The Eastern Cape provincial government had failed to pay 6 478 suppliers to whom it owed money in excess of 90 days, as at 31 December 2016, totalling a staggering R169-million, according to a reply to a legislature question I asked. For the reply, click here: Reply to IQP 40 q 267
This government should focus on radical economic payment instead of monopolising provincial capital to the detriment of businesses that are owed money. If we want to get the economy of the Eastern Cape moving, we need to dump the rhetoric and get down to real action.
No business can survive if it is not paid on time for its services. In a province where projected growth for the year was a dismal 0.7% prior to the ratings downgrades to junk status, non-payment by the government is unacceptable. These actions by the government lead to staff layoffs and businesses going under.
According to the reply, provincial departments owed a total of 1 851 supplies R50,5-miilion in excess of 30 days, another 926 suppliers were owed R23,2-million in excess of 60 days, and a further 6 478 suppliers were owed R169,8-million in excess of 90 days, as at 31 December last year.
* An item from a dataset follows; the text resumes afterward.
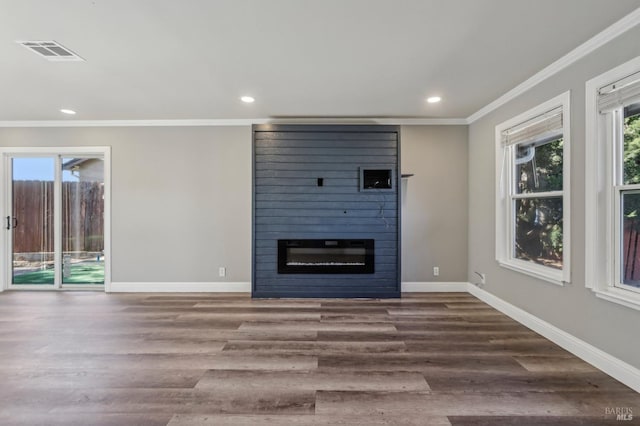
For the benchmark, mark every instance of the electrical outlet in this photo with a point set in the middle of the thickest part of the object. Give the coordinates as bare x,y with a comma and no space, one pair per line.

In the current fragile economic climate, it is imperative that businesses are paid on time. Both the Premier, Phumulo Masualle, and MEC Somyo must do more than pay mere lip service in their annual policy speeches, stating the government will pay within the allowed 30 days.
We need serious political will to ensure that we keep the economy of this province moving forward instead of strangling it by non-payment.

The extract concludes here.